Ford Motor Company (NYSE: F) is slated to report its fourth-quarter results on January 23 after the bell. The automaker this week has already alerted investors that earnings would miss analyst estimates which haven’t gone down well with the street sending the stock down more than 6% on January 16 post the preliminary results announcement.
The company now expects fourth-quarter adjusted EPS to come in at $0.30 compared to $0.32 expected by the street, and down 23% compared to last year. For the corresponding period last year, the auto major reported EPS of $0.39.
For the full year 2018, earnings per share is expected to be $1.30, which is $0.03 lower than analyst consensus and 27% lower than last year. It’s worth noting that last quarter the company expected adjusted earnings to come in the range of $1.30 to $1.50 per share.
When it comes to 2019 forecast, the auto major provided qualitative guidance stating that there would be growth in revenue, EBIT and cash flow over 2018. On the flip side, General Motors (GM) lifted its EPS outlook for 2019 to be between $6.50 and $7, surpassing analyst estimates. GM’s transformational strategy under the helm of Mary Barra seems to be working well amidst challenging global environment.
Ford declared a dividend of $0.15 per share for the first quarter, which remains unchanged from 2018 levels. The board has set a record date of January 31 and payable on March 31.
Last quarter the automaker reported a 37% slump in profits due to sluggish demand from the European and Chinese markets, but earnings exceeded analyst projections. Revenue saw an increase of 3% aided by the strong performance from the North American region.

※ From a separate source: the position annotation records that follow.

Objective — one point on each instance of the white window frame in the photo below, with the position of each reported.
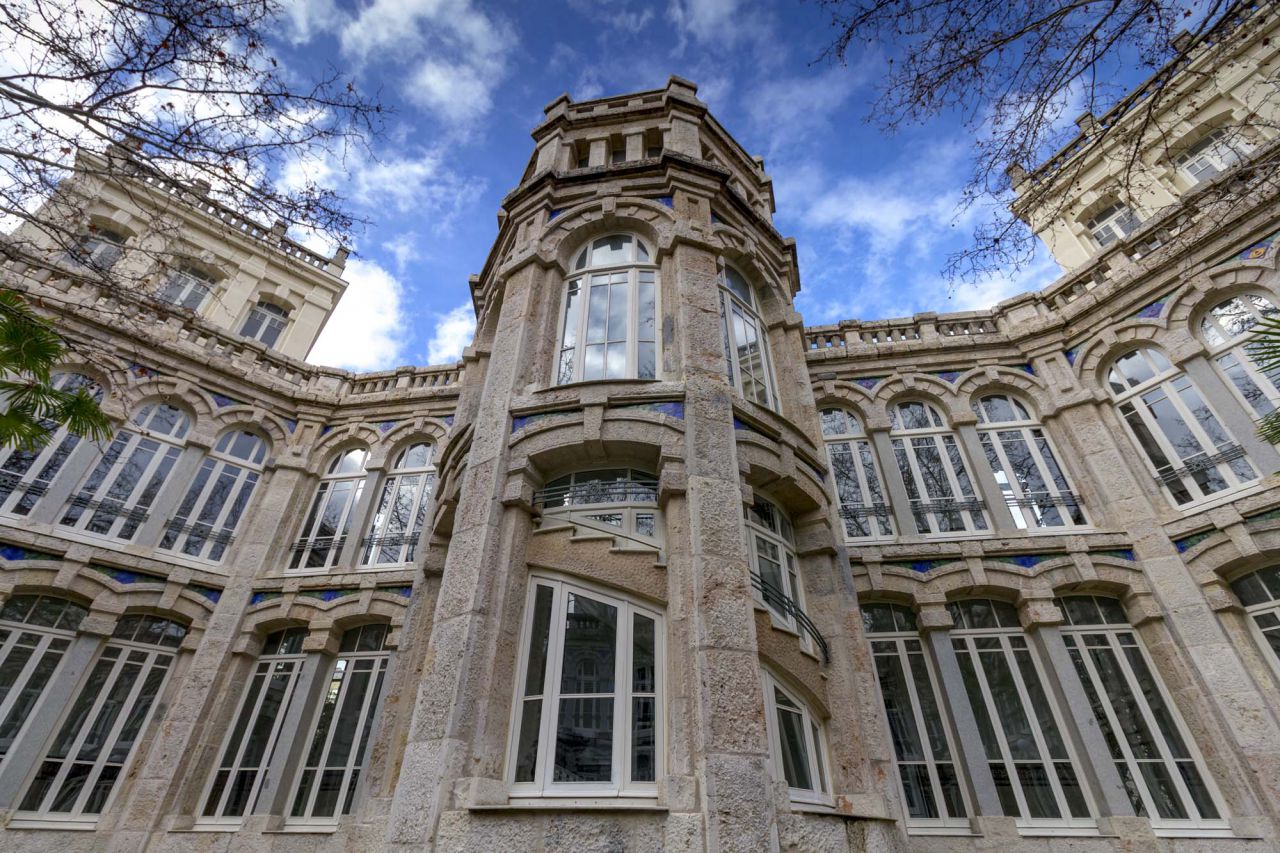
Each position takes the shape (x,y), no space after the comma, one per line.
(339,676)
(739,301)
(842,433)
(1170,382)
(964,642)
(818,758)
(307,542)
(621,784)
(640,269)
(1114,634)
(209,527)
(1229,349)
(906,445)
(1028,509)
(94,497)
(897,644)
(27,474)
(231,755)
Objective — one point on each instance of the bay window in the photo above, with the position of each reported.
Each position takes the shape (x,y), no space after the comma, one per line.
(588,717)
(933,471)
(208,516)
(115,497)
(1023,463)
(1225,331)
(608,324)
(1188,448)
(1153,752)
(858,482)
(1019,721)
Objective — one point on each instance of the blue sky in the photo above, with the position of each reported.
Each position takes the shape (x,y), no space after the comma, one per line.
(874,215)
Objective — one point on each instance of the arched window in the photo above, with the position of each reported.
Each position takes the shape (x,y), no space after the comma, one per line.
(613,498)
(95,742)
(1023,463)
(265,323)
(1188,448)
(858,482)
(1260,593)
(343,728)
(745,341)
(609,322)
(1152,749)
(324,533)
(922,738)
(35,633)
(589,694)
(206,519)
(1225,331)
(933,471)
(250,743)
(1019,721)
(27,474)
(796,742)
(114,498)
(401,512)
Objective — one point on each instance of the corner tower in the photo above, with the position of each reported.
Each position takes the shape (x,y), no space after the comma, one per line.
(644,615)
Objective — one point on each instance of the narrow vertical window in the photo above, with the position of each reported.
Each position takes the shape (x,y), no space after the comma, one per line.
(933,471)
(1024,465)
(115,497)
(609,328)
(27,474)
(1150,744)
(339,743)
(397,524)
(97,735)
(858,482)
(745,341)
(588,717)
(1188,448)
(923,749)
(1020,725)
(35,634)
(255,730)
(205,523)
(328,521)
(798,743)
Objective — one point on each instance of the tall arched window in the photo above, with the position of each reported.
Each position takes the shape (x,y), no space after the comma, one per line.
(324,532)
(745,340)
(1019,721)
(97,735)
(250,743)
(933,471)
(343,728)
(206,519)
(397,524)
(27,474)
(1023,463)
(1260,593)
(1152,749)
(1225,331)
(35,633)
(114,498)
(922,739)
(609,328)
(1188,448)
(858,483)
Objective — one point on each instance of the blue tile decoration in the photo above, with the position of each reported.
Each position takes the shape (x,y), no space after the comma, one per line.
(1187,543)
(17,553)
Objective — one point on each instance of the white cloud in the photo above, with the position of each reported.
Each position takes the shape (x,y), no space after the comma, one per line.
(368,331)
(453,331)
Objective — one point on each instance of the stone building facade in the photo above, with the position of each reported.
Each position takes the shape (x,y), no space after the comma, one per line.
(657,566)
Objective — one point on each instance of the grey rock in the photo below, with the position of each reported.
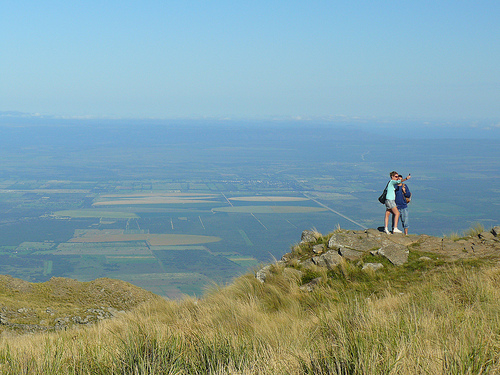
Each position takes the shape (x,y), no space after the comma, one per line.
(307,263)
(292,274)
(496,231)
(487,236)
(3,319)
(354,240)
(331,259)
(374,252)
(425,259)
(373,233)
(309,236)
(318,249)
(309,287)
(397,254)
(350,254)
(372,266)
(263,273)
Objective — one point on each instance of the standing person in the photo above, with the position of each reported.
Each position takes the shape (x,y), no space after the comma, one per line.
(403,196)
(390,202)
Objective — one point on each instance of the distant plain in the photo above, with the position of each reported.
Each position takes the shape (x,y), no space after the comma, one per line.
(175,206)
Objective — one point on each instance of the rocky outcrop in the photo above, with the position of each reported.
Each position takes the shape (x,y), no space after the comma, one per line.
(315,250)
(62,303)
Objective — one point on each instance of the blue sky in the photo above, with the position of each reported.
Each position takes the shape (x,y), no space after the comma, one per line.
(251,59)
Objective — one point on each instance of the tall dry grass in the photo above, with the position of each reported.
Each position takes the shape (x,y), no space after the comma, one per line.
(446,323)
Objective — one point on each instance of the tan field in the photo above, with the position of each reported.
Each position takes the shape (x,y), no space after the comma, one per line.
(270,209)
(92,236)
(268,199)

The company’s ongoing transformation strategy is to focus on products which would bring in high-margins and register high-growth. With the ongoing trade wars and spiraling costs coupled with flat global sales projected for 2019 and weak sales from China and European regions, there are multiple headwinds lined up against the firm which might impact the transformation plans and bottom line this year.
Ford’s plans might also be impacted due to trade-related issues it might face from Brexit if the UK takes the “no deal” route with European Union. Commenting on the issue, CFO Bob Shanks said, “Such a situation would be catastrophic for the UK industry and for Ford’s operations in the country.” To put things in perspective, UK is the biggest market for Ford in Europe and second biggest outside the US.
Investors would be expecting CEO Jim Hackett to shed more light on how the restructuring efforts are going to shape up in 2019. In addition, they would be expecting more details on the earnings outlook. Will investors’ patience bear fruit? We need to wait till next Wednesday to get answers from Ford’s top brass to know how the ride is going to be for the firm and investors.